Are We Noticing?

It was probably 8 times that I walked in and out of my bedroom before I noticed the door was not completely open and I had been adjusting my walk to avoid the door handle.

It was then I made the change and pushed the door back to it’s wide open resting place.

This is a common human experience and I’m reminded of experiments where a chair is placed in the middle of the room and people’s behaviour adapts to walk around it, rather than move it.

In our workplaces there are similar chairs, or partially opened doors, that we aren’t noticing. Instead we’re working around it and adapting ourselves, our teams, and possibly our entire organisation.

There is an irony in that this tends to occur with relatively small changes; the large obstacles - more readily observed - become a whole change project while these smaller, everyday issues are let pass.

I think about myself with my bedroom door and it makes perfect sense.
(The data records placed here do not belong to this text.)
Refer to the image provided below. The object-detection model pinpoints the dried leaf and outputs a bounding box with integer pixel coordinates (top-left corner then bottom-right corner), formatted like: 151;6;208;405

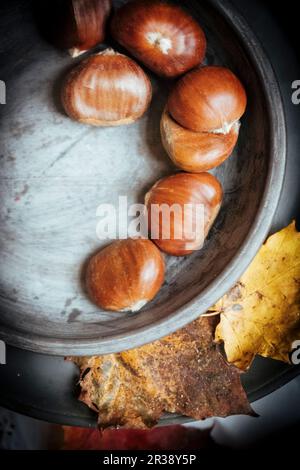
73;318;251;428
216;222;300;370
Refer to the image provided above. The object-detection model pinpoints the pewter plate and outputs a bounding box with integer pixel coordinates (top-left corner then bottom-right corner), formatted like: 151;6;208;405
0;0;286;355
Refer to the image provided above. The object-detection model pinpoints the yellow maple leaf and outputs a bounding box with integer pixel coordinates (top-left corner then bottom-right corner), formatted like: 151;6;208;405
212;222;300;370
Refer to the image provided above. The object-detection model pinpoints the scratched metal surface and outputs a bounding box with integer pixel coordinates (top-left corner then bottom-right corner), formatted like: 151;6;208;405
0;0;285;355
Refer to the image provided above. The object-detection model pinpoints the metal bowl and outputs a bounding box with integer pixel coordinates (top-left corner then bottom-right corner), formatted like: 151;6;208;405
0;0;286;355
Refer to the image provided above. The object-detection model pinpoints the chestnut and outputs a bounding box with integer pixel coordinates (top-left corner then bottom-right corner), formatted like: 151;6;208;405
145;173;223;256
62;49;152;126
45;0;112;57
167;66;247;134
86;238;165;312
111;0;206;78
160;109;240;173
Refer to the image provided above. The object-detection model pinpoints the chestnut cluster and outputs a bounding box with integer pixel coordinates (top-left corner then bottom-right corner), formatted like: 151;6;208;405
57;0;247;312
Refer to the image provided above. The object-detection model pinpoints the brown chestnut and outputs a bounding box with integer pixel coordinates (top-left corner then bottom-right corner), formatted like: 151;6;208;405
160;109;240;173
62;49;152;126
111;0;206;78
168;66;247;134
145;173;223;256
86;239;165;312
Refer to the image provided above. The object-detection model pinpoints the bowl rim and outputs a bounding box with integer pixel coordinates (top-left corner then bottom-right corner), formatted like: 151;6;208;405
1;0;287;356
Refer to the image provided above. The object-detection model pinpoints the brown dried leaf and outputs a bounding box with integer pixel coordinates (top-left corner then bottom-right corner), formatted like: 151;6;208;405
72;318;251;428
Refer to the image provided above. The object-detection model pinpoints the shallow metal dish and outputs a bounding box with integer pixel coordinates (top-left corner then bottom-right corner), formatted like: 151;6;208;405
0;0;286;355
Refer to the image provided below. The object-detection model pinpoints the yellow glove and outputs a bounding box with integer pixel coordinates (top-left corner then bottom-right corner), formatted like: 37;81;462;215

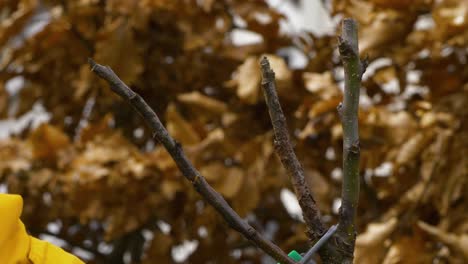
0;194;84;264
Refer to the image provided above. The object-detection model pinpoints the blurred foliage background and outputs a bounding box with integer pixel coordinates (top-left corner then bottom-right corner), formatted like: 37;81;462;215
0;0;468;264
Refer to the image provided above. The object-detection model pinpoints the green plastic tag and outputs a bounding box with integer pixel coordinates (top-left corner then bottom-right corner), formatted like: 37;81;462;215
278;250;302;264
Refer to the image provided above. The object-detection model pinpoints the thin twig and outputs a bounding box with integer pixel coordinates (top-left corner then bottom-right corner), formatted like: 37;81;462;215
88;59;294;264
299;225;338;264
337;19;366;263
260;57;325;240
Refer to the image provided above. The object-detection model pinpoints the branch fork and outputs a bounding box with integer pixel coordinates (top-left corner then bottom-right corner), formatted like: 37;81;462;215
88;16;367;264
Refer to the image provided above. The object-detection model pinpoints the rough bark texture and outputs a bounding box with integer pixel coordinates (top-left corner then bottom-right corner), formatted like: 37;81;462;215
337;19;365;263
89;59;294;264
261;57;326;241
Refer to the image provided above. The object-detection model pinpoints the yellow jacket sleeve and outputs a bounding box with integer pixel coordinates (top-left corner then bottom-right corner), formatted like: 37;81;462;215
0;194;84;264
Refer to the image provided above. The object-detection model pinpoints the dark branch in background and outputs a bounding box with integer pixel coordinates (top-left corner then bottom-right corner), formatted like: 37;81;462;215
337;19;367;263
88;59;294;264
260;57;326;241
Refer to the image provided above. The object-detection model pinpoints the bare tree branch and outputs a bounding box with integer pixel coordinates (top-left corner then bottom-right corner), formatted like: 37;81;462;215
260;57;325;241
88;59;294;264
337;19;366;263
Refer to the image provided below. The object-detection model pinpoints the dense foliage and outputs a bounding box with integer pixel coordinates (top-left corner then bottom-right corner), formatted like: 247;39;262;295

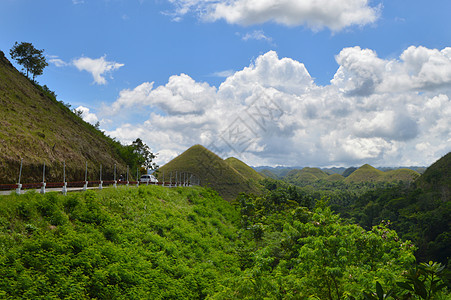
9;42;49;81
0;186;239;299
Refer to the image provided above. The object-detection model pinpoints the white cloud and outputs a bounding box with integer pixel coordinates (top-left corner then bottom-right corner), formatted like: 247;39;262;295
72;56;124;84
75;106;99;125
211;70;235;78
331;46;451;96
99;47;451;166
169;0;381;31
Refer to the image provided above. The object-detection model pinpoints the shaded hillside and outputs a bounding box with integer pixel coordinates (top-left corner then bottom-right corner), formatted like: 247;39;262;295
383;169;420;182
337;153;451;263
158;145;259;200
344;164;384;183
415;152;451;200
258;169;277;179
284;167;329;185
0;51;131;183
225;157;264;181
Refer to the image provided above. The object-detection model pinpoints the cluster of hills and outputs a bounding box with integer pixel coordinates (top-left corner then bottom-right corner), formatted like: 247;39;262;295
157;145;263;200
259;164;420;185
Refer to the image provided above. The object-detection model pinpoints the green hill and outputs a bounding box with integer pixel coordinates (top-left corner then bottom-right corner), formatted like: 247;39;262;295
258;169;278;179
225;157;264;181
326;173;345;181
344;164;420;183
0;186;240;299
0;51;131;184
415;152;451;201
344;164;384;183
384;169;420;182
158;145;260;200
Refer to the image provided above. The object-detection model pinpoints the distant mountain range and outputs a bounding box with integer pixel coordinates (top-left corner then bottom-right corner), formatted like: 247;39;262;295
0;51;131;184
252;166;427;177
260;164;420;185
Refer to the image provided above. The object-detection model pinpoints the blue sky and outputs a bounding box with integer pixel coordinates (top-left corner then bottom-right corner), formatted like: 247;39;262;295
0;0;451;166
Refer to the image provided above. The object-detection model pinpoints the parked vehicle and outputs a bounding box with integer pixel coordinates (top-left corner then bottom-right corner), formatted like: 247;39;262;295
139;174;158;183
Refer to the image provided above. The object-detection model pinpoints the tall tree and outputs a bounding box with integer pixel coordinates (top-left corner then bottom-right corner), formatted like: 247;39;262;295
9;42;49;81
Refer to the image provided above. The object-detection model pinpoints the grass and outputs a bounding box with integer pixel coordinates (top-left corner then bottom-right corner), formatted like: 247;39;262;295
0;52;131;183
0;186;244;299
225;157;264;181
158;145;260;200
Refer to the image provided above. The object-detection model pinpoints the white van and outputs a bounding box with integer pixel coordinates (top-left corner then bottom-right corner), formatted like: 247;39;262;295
139;174;158;183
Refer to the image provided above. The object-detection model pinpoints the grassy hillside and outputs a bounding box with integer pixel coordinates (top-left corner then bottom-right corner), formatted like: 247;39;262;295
415;152;451;196
158;145;260;200
344;164;384;183
225;157;264;181
0;186;240;299
0;51;131;183
383;168;420;182
258;169;277;179
326;173;344;181
0;185;448;300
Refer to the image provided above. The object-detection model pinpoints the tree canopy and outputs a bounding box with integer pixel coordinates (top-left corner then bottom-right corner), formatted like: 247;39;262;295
9;42;49;81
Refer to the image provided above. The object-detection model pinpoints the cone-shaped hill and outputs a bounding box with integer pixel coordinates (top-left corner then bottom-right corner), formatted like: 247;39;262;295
225;157;264;181
344;164;420;183
285;167;329;185
0;51;130;184
415;152;451;201
384;168;420;182
344;164;384;183
258;169;278;179
326;174;344;181
157;145;260;200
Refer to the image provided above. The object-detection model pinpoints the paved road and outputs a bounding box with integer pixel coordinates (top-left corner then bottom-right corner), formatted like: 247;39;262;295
0;184;191;196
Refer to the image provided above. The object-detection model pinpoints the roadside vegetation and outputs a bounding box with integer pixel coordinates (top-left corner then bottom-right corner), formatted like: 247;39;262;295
0;186;448;299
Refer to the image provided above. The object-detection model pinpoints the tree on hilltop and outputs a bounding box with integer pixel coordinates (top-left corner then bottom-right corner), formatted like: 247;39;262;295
9;42;49;81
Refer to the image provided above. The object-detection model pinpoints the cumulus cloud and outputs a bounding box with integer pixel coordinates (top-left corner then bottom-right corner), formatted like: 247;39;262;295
332;46;451;96
169;0;381;31
102;47;451;166
241;30;272;43
72;56;124;84
48;55;70;67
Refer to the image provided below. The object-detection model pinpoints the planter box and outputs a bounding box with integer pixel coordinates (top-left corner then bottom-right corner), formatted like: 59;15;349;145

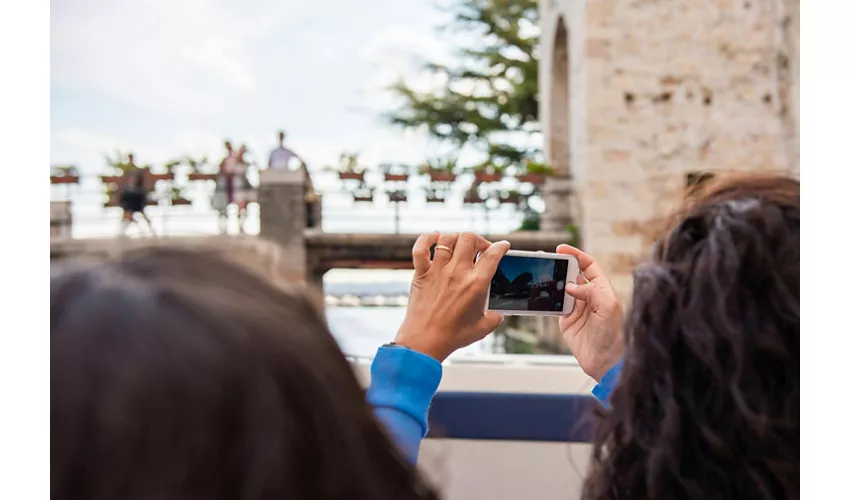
428;171;457;182
339;172;364;181
103;198;159;208
189;172;218;181
148;172;174;182
516;174;546;186
475;172;502;182
50;175;80;184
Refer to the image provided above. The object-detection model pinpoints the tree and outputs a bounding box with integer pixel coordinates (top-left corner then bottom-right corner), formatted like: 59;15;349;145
389;0;540;168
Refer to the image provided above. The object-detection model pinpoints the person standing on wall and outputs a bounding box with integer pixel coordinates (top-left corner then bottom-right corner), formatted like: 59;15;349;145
212;141;237;234
269;130;319;227
119;153;155;237
233;144;257;233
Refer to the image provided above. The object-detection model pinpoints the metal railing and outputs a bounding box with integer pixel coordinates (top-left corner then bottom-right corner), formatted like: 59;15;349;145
51;172;540;238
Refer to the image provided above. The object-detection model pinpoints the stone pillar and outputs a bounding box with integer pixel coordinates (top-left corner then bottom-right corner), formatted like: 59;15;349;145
540;176;578;237
257;170;310;282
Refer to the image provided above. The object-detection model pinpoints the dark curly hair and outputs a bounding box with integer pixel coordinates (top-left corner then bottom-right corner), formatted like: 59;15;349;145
582;175;800;500
50;245;436;500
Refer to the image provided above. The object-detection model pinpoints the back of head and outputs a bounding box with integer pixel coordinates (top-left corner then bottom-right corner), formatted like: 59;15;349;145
584;175;800;499
50;245;432;500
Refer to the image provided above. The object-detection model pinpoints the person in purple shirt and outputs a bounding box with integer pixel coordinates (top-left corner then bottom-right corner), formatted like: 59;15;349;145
367;174;800;500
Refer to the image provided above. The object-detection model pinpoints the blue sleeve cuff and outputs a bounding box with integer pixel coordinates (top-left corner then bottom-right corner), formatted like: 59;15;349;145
366;346;443;438
591;361;623;409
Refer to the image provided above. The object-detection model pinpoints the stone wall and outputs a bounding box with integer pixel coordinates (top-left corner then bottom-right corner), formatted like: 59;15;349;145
257;170;312;284
540;0;799;297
In the back and forth of my morning routine - still a little tired, under time pressure - I don’t have the bandwidth for considering an incremental change that will make life easier.

In our workplaces there are the same, if not more, pressures.

As the Tanzanian proverb so wisely reminds us,

little by little, a little becomes a lot

It’s true. Incremental, smaller changes make a big difference.

It makes me wonder, how might we

reduce the pressure,

provide the space and

focus on what could be different

so that when we encounter that chair in the middle of the room, we simply move it?